Singh Meenakshi, Puri Manju, Bessy Saji, Ranvir Singh Geeta, George Susan, Singh Abha, Yadav Reena
Professor Department of Obstetrics and Gynaecology, Lady Hardinge Medical College, New Delhi, India
Obstetrics & Gynaecology, Lady Hardinge Medical College, New Delhi, India.
BMJ Open Qual. 2025 Jan 25;13(Suppl 1):e002294. doi: 10.1136/bmjoq-2023-002294.
Allowing a birth companion is the basic right of a mother and is identified as an important component of respectful maternity care. The implementation of this intervention has been a challenge in heavy-load public health facilities in India.
Despite the proven benefits of the presence of birth companions on maternal-fetal outcomes, there was no policy of allowing birth companions in our hospital.

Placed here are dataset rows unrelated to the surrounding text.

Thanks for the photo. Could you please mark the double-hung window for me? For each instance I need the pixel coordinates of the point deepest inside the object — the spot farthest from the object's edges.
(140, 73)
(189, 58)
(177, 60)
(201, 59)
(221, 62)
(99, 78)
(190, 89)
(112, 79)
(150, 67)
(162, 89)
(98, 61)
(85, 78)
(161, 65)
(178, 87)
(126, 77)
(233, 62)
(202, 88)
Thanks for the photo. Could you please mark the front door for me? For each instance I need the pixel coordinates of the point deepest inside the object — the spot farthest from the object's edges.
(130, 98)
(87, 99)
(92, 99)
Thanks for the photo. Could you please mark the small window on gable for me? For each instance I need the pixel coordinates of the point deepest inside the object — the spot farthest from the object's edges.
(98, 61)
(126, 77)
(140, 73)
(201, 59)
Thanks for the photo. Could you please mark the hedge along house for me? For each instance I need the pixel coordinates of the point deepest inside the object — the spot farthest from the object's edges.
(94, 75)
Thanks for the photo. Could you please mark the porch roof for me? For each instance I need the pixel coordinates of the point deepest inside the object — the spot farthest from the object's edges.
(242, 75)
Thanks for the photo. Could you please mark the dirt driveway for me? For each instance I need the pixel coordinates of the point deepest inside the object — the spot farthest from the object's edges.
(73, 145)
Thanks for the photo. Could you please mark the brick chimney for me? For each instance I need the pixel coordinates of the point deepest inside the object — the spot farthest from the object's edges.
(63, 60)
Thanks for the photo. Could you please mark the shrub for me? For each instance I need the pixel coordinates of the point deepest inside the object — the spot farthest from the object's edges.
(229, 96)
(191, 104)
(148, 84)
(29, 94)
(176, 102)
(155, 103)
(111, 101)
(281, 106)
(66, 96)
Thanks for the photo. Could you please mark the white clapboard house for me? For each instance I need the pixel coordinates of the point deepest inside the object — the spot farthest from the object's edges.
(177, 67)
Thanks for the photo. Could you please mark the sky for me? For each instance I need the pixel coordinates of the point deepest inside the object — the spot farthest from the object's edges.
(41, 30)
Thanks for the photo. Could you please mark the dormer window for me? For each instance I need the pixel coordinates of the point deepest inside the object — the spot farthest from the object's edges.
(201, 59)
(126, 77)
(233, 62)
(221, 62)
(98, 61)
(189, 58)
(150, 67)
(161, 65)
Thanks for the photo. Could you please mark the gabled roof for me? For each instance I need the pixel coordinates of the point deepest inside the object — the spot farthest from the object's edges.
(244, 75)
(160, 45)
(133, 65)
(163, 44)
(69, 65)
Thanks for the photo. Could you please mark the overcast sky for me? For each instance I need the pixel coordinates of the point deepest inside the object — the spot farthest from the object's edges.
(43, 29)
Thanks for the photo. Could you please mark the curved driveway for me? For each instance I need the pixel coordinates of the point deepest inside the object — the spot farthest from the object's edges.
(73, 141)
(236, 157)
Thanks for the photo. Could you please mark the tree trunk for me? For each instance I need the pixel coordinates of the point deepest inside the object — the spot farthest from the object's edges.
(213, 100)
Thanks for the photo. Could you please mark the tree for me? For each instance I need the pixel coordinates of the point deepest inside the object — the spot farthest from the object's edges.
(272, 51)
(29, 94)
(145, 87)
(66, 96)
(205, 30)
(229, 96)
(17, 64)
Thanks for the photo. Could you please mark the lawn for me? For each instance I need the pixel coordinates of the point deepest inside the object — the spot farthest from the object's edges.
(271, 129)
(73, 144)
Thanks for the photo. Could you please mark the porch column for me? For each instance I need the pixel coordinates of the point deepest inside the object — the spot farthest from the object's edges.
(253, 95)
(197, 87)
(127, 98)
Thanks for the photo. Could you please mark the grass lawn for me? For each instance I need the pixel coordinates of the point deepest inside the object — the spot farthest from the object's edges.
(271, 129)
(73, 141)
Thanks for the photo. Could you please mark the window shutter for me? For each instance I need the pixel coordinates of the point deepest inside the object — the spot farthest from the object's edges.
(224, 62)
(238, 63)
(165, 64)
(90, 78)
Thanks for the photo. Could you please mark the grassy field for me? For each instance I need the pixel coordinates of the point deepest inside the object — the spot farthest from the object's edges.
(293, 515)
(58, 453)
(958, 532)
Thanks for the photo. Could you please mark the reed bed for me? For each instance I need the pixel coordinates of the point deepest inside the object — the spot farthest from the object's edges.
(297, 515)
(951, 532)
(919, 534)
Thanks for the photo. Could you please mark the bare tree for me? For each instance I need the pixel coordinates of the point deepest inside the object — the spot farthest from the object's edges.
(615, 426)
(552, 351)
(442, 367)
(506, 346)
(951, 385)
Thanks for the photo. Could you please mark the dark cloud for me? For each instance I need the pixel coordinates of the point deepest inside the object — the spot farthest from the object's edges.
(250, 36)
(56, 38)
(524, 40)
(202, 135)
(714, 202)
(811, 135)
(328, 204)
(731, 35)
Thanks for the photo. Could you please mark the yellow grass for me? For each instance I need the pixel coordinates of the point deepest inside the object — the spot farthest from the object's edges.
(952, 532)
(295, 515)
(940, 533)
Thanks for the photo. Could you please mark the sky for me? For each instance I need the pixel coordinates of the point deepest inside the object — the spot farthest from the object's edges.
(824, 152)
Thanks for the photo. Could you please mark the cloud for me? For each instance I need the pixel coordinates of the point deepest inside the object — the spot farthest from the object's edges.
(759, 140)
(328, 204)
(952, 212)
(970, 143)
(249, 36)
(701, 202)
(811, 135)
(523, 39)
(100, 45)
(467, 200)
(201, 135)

We aimed to introduce and establish the practice of allowing birth companions for all eligible mothers admitted to the labour ward from 0% to 70% in 8 weeks duration. The study was conducted in the Department of Obstetrics and Gynecology, Lady Hardinge Medical College and Smt. Sucheta Kriplani Hospital, New Delhi. A quality improvement (QI) team was formed. After collecting the baseline data and observing the process flow, fishbone analysis was done to identify the main problems. Various change ideas were listed and tested in the form of plan-do-study-act (PDSA) cycles and ideas were either adapted or adopted. Simple interventions such as antenatal sensitisation and counselling of the mother and the family, WhatsApp groups, and monthly labour room induction classes for residents helped achieve the target. During COVID-19 pandemic, the practice of allowing birth companions was suspended temporarily but was rolled out again after the second wave of COVID-19 in COVID-19-negative and COVID-19 suspect labour wards.
The median value of the percentage of mothers accompanied by birth companions marginally increased to 20% after the first PDSA cycle. Finally, after multiple PDSA cycles, we could achieve our goal in 8 weeks. During a pandemic, the project was suspended temporarily during the first two waves but was revived again and we succeeded in reaching the desired goal and sustaining the policy after fewer PDSA cycles compared with the first phase.
The application of QI methodology and teamwork is pivotal in implementing any novel idea for patient care without additional infrastructure, manpower or financial resources.
允许有分娩陪伴者是母亲的基本权利,并且被视为尊重孕产妇护理的重要组成部分。在印度负荷繁重的公共卫生设施中,实施这项干预措施一直是一项挑战。
尽管分娩陪伴者的存在对母婴结局已证实有诸多益处,但我们医院没有允许分娩陪伴者的政策。
我们的目标是在8周内将允许所有符合条件的入住产房的母亲有分娩陪伴者的比例从0%提高到70%。该研究在新德里哈丁夫人医学院妇产科及苏切塔·克里普拉尼夫人医院开展。成立了一个质量改进(QI)团队。在收集基线数据并观察流程后,进行鱼骨分析以确定主要问题。列出各种变革想法,并以计划 - 实施 - 研究 - 行动(PDSA)循环的形式进行测试,对想法进行调整或采用。诸如对母亲及其家人进行产前宣传和咨询、建立WhatsApp群组以及为住院医生开展每月产房入门课程等简单干预措施有助于实现目标。在新冠疫情期间,允许分娩陪伴者的做法暂时中止,但在第二波新冠疫情后,在新冠病毒检测阴性和疑似感染新冠病毒的产房再次推行。
在第一个PDSA循环后,有分娩陪伴者陪伴的母亲比例的中位数略微增加到了20%。最终,经过多个PDSA循环,我们在8周内实现了目标。在疫情期间,该项目在前两波疫情期间暂时中止,但后来恢复,并且与第一阶段相比,我们在较少的PDSA循环后成功实现了预期目标并维持了该政策。
在不增加基础设施、人力或财力资源的情况下,应用QI方法和团队合作对于实施任何新的患者护理理念至关重要。